Les sanctions occidentales jouent un rôle important dans le choix de Moscou de se tourner vers l’Afrique. Surtout si cela permet en plus de gêner les Occidentaux.

Arnaud Kalika est directeur de la sûreté de Meridiam, une société spécialisée dans le financement et la gestion d’infrastructures publiques. Ancien analyste à la direction du renseignement militaire, il intervient auprès de différents think tanks internationaux sur la Russie et la géostratégie et dirige le séminaire en criminologie dans le monde post-sovétique au CNAM. Il est l’auteur de L’Empire aliéné.

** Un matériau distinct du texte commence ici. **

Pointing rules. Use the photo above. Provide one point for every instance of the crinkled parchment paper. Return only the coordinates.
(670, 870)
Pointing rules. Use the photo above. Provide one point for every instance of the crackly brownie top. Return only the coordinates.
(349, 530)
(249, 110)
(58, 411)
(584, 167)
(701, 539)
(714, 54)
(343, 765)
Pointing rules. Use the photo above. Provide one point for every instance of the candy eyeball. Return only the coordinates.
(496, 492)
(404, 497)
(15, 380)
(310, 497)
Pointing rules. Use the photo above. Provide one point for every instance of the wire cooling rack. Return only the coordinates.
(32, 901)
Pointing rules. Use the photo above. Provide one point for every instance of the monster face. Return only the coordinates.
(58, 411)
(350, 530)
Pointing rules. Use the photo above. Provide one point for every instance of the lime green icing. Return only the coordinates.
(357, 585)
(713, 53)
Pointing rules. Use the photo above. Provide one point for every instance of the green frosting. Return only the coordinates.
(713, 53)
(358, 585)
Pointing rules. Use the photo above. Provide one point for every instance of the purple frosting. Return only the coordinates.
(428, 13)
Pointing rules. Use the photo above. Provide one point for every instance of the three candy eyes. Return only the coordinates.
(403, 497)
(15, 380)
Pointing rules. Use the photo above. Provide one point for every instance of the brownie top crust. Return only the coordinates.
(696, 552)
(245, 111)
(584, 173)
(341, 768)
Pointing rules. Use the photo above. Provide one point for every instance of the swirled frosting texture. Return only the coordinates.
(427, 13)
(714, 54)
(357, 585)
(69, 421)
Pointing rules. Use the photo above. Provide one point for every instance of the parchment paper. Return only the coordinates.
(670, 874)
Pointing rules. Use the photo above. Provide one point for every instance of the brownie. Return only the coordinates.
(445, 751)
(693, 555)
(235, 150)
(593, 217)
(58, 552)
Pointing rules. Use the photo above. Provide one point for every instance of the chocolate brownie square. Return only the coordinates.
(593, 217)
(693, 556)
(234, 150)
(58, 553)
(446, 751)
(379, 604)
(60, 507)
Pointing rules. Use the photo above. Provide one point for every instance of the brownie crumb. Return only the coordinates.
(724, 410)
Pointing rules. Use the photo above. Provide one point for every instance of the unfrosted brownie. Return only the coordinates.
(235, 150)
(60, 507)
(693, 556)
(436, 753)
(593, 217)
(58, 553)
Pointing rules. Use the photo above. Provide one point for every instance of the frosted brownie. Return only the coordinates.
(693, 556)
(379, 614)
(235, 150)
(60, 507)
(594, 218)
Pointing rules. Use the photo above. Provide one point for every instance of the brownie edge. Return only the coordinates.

Le système du pouvoir russe (CNRS Editions, 2008) et du « Brouillard manichéen de la relation franco-russe » (La Revue des deux mondes, septembre 2015).
Peut-on parler d’un retour de la Russie en Afrique ?
La Russie est de retour, mais elle part de très loin. A la chute de l’URSS [en 1990], l’Afrique a disparu de ses priorités stratégiques. Les intérêts russes ont plié bagage ; le complexe militaro-industriel a continué à fonctionner, mais une dizaine d’ambassades et de centres culturels ont fermé, ainsi que des délégations commerciales et des antennes du KGB.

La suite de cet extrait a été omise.